Two treasure hunting friends have unearthed jewellery which experts say could be the oldest Iron Age gold discovered in Britain.
Mark Hambleton, who went back to metal detecting after advice from his late father, made the find with Joe Kania on Staffordshire Moorlands farmland.
The three necklaces and bracelet, named the Leekfrith Iron Age Torcs, are believed to be about 2,500 years old.
Experts believe they were probably made in Europe, possibly Germany or France.
Julia Farley of the British Museum said: “This unique find is of international importance.”
Dr Farley, the museum’s curator of British and European Iron Age collections, said: “It dates to around 400-250 BC and is probably the earliest Iron Age gold work ever discovered in Britain.

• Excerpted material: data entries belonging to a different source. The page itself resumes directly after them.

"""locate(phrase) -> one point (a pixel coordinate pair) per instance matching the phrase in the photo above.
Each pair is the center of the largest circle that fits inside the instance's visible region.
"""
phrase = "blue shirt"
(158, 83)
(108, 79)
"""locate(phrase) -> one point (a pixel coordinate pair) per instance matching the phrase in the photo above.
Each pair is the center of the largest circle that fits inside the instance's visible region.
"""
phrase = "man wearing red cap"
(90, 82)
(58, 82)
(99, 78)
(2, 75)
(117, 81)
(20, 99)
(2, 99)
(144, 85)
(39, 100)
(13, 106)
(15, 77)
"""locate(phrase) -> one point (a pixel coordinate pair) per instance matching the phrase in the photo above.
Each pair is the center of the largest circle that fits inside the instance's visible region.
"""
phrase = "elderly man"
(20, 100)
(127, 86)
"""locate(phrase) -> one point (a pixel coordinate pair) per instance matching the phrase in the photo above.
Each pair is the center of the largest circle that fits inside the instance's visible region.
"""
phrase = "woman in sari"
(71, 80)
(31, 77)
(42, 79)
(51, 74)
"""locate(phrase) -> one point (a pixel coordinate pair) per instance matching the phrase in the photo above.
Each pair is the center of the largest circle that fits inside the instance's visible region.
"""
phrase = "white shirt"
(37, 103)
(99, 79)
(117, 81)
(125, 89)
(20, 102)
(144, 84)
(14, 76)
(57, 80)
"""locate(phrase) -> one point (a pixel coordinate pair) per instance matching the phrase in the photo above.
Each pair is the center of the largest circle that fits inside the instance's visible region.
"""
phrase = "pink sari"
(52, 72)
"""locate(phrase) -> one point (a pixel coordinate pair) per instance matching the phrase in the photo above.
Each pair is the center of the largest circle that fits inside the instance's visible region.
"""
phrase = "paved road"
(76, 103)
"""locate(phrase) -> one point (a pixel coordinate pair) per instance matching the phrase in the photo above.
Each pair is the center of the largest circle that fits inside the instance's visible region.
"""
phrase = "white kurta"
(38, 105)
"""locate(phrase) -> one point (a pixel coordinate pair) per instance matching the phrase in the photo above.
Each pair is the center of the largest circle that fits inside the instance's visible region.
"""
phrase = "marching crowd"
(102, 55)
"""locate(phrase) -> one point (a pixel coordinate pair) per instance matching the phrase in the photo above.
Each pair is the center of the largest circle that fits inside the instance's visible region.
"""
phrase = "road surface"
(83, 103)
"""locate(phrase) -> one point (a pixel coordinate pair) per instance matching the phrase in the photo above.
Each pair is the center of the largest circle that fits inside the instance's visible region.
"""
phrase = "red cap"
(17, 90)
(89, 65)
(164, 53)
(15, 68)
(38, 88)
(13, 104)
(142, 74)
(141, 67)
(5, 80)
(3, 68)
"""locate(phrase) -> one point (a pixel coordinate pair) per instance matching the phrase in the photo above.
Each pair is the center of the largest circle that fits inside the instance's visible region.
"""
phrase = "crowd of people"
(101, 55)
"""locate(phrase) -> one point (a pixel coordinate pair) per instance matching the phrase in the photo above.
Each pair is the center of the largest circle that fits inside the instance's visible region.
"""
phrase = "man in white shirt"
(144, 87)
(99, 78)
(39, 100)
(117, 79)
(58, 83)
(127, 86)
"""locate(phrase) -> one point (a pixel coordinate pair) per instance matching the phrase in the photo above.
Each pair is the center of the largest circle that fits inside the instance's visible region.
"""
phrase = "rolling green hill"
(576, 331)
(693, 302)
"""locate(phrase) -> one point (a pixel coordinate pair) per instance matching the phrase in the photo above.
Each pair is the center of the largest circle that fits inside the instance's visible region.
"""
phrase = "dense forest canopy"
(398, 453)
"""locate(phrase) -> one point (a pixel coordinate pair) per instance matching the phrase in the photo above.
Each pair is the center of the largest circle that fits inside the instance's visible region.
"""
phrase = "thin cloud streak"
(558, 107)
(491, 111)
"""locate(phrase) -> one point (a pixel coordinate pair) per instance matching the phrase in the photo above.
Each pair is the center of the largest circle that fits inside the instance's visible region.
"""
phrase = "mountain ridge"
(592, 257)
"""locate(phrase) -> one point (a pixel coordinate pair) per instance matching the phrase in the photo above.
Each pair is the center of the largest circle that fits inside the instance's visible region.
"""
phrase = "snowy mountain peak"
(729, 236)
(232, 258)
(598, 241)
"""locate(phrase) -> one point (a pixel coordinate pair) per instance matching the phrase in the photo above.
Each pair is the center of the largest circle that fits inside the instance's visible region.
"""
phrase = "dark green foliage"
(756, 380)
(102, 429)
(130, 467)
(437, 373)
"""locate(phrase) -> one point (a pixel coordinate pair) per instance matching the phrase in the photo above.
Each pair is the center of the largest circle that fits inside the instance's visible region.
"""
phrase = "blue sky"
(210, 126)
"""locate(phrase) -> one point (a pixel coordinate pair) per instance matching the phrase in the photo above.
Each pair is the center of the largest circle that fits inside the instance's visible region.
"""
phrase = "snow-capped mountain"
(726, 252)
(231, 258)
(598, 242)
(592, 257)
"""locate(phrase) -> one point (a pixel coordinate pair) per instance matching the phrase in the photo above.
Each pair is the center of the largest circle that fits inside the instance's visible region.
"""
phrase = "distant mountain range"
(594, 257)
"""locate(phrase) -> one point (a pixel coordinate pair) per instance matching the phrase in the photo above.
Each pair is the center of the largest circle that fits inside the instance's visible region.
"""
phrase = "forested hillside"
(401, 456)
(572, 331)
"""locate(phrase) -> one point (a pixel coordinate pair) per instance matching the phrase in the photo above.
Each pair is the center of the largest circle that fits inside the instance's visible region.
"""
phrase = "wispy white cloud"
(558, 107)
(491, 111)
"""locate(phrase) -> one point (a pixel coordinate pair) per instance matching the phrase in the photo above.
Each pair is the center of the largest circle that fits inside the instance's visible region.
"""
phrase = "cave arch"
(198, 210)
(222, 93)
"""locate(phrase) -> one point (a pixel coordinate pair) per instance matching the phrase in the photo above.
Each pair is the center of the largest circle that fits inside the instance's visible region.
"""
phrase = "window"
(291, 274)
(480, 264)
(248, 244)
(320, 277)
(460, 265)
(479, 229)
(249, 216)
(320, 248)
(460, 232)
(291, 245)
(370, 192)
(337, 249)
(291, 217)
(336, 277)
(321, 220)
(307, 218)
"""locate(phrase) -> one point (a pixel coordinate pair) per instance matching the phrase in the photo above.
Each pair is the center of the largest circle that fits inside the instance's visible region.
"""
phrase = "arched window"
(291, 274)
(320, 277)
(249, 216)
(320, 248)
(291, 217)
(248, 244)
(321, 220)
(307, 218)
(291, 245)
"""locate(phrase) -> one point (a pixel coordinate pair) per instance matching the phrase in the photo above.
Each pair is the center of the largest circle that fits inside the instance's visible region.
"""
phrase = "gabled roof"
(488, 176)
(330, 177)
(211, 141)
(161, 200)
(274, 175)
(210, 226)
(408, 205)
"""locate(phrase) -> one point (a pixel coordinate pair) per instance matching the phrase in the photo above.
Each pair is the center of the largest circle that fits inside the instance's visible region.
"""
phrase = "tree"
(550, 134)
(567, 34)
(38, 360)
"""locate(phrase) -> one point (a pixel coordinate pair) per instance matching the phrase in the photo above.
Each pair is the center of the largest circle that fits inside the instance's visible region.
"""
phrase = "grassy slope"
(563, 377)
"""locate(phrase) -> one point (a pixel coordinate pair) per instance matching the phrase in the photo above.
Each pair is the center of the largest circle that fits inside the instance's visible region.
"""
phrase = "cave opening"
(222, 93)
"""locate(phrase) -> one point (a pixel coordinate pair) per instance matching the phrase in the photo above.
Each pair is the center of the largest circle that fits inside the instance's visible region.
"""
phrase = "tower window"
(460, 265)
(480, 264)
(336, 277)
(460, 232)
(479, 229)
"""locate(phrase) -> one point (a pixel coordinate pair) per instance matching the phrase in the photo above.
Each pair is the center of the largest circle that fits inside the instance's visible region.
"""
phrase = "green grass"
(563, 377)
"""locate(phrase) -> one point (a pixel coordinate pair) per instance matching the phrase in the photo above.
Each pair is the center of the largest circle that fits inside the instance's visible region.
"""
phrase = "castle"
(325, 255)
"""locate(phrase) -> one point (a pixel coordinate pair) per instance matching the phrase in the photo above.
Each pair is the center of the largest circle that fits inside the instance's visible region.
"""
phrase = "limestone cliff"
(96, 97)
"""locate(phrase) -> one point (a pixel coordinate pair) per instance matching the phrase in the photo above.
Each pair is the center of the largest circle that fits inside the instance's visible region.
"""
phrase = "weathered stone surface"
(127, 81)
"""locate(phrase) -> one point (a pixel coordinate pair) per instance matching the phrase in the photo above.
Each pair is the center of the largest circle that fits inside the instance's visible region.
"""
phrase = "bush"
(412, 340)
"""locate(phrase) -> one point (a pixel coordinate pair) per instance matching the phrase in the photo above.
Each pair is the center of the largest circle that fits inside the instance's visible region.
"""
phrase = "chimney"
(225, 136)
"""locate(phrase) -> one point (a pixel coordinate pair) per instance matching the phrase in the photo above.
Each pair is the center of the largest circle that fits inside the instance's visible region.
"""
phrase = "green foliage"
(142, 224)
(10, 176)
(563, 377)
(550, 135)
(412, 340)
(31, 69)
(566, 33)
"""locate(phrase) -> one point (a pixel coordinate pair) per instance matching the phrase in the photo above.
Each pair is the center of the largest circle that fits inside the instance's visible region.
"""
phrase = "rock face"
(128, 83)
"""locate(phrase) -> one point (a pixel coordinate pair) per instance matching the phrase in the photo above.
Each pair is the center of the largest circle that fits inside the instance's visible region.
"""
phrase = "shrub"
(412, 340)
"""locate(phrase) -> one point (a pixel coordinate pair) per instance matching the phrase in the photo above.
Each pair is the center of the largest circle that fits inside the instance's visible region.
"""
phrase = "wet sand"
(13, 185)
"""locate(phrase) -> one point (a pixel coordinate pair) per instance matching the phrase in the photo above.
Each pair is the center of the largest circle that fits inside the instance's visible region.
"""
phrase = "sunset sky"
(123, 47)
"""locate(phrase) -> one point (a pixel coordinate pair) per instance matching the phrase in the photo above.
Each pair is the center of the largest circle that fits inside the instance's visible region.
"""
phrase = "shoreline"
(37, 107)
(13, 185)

“The torcs were probably worn by wealthy and powerful women, perhaps people from the Continent who had married into the local community.
“Piecing together how these objects came to be carefully buried in a Staffordshire field will give us an invaluable insight into life in Iron Age Britain,” Farley was quoted as saying by the BBC.
The four torcs were found separately, about 1m apart, buried near the surface in Leekfrith last December.
Hambleton said: “I was just about to give up for the day when Joe said he thought he had found something.
“We both looked at it and were speechless.”
He said he had previously only found the “odd Victorian coin” and kept the gold next to his bed that night “to make sure it was safe” before handing it to experts next day.
The jewellery has been handed to the Portable Antiquities Scheme, which is part of Birmingham Museums.
An inquest will decide whether the pieces are treasure and they will then be provisionally valued.
The friends said they would share any proceeds with the family living where the finds were made.